In the agricultural sector which I am involved in, there is waste. The trick is learning how to deal with that waste. In Canada we have high level radioactive waste and we do not know how to deal with it. We are developing the technology but we are not there yet. My colleagues have outlined a number of these problems.

If we have problems here at home, why are we even considering the importation of high level radioactive waste into Canada? We should be developing the technology to handle and control radioactive waste. Once we have the technology down, once we know how to handle our own problems then perhaps rather than importing radioactive waste from outside Canada we should be selling that technology to other nations around the world so that they can effectively deal with their high level radioactive waste.

It is common sense. Reformers always talk common sense. I know, Mr.
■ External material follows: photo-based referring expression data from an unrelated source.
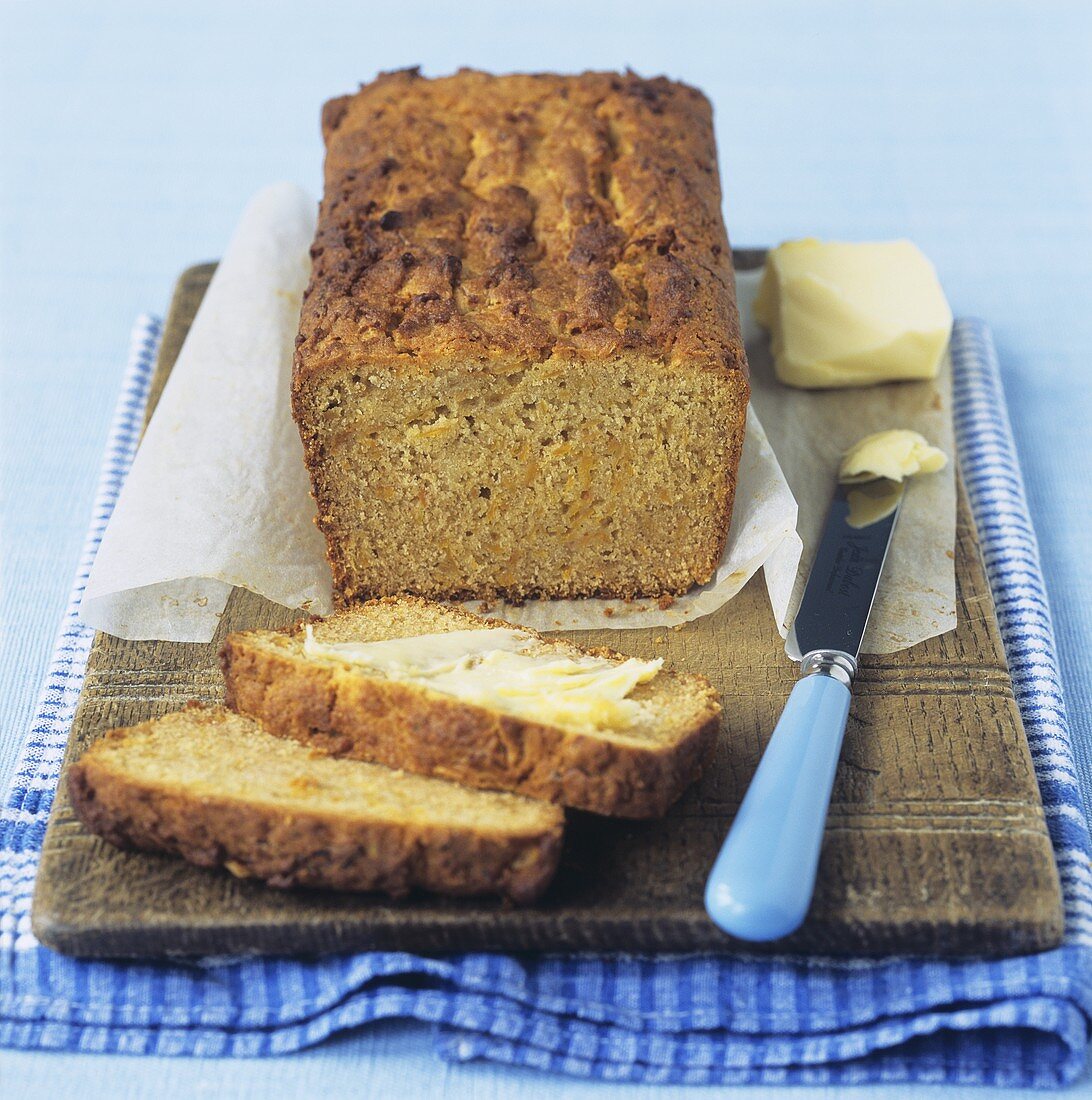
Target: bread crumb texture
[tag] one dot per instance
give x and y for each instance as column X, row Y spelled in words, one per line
column 519, row 370
column 214, row 788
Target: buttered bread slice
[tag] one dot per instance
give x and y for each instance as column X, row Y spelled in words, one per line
column 212, row 787
column 432, row 689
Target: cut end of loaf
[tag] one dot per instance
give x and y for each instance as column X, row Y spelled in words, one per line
column 519, row 369
column 613, row 480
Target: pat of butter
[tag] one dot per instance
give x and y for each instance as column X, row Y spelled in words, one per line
column 852, row 315
column 507, row 670
column 894, row 454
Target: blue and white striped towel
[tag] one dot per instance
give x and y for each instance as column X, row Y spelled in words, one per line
column 730, row 1019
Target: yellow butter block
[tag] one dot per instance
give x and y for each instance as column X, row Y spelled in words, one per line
column 852, row 315
column 895, row 454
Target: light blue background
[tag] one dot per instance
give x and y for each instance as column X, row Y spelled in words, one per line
column 131, row 135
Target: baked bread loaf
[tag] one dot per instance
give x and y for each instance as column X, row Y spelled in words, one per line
column 519, row 369
column 352, row 710
column 213, row 788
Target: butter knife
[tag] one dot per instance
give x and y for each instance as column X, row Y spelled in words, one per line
column 761, row 883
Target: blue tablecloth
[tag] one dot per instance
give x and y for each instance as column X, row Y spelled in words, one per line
column 139, row 132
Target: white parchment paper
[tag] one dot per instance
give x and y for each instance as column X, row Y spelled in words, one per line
column 809, row 431
column 218, row 495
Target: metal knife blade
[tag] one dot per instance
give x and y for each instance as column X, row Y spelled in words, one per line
column 761, row 884
column 841, row 586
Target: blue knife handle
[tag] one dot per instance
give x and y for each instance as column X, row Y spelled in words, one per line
column 761, row 884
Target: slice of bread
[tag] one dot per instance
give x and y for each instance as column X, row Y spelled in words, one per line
column 213, row 788
column 354, row 711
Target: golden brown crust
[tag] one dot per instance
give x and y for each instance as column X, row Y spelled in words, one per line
column 308, row 849
column 478, row 218
column 346, row 713
column 548, row 231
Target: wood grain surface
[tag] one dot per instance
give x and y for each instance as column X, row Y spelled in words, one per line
column 936, row 842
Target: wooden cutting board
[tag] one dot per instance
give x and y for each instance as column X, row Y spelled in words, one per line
column 936, row 842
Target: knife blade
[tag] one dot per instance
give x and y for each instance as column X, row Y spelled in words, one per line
column 761, row 884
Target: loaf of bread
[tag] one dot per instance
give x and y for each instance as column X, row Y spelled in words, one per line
column 326, row 700
column 213, row 788
column 519, row 369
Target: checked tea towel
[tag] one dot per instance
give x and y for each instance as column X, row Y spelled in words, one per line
column 709, row 1020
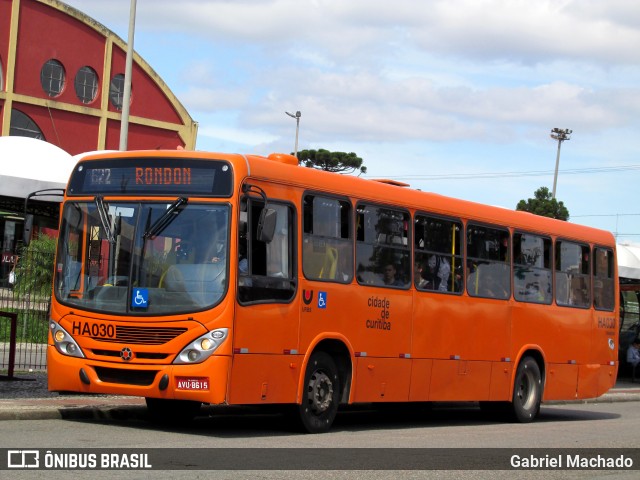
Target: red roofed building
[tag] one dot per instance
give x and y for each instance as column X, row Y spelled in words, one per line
column 62, row 80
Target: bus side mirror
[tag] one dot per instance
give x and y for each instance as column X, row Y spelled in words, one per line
column 26, row 231
column 266, row 225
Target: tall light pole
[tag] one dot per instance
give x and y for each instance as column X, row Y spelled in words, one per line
column 297, row 116
column 126, row 98
column 561, row 135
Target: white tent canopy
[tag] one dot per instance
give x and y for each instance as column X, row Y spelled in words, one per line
column 27, row 165
column 629, row 261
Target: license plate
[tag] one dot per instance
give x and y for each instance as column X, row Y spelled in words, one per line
column 192, row 383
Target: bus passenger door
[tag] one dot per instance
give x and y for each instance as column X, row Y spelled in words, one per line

Speaker, you have been persuaded and I appreciate this very brief opportunity to make a very cogent point.

Radioactive Waste Importation Act
Private Members' Business

6:10 p.m.


Chuck Strahl Fraser Valley East, BC

Mr. Speaker, I rise on a point of order. This being the third hour of debate on this bill, could I ask the permission of the House for 30 seconds or so just to wrap up this discussion on my bill?

Radioactive Waste Importation Act
Private Members' Business

6:10 p.m.

The Acting Speaker (Mr. Milliken)

Does the House give its consent?

Radioactive Waste Importation Act
Private Members' Business

6:10 p.m.

Some hon. members


Radioactive Waste Importation Act
Private Members' Business

6:10 p.m.

The Acting Speaker (Mr. Milliken)

I hear nos. It being 6.15 p.m., pursuant to order made earlier this day, the question on the motion is deemed to have been put and a recorded division deemed demanded and deferred until Thursday, December 12, 1996 at the expiry of the time provided for Government Orders.

A motion to adjourn the House under Standing Order 38 deemed to have been moved.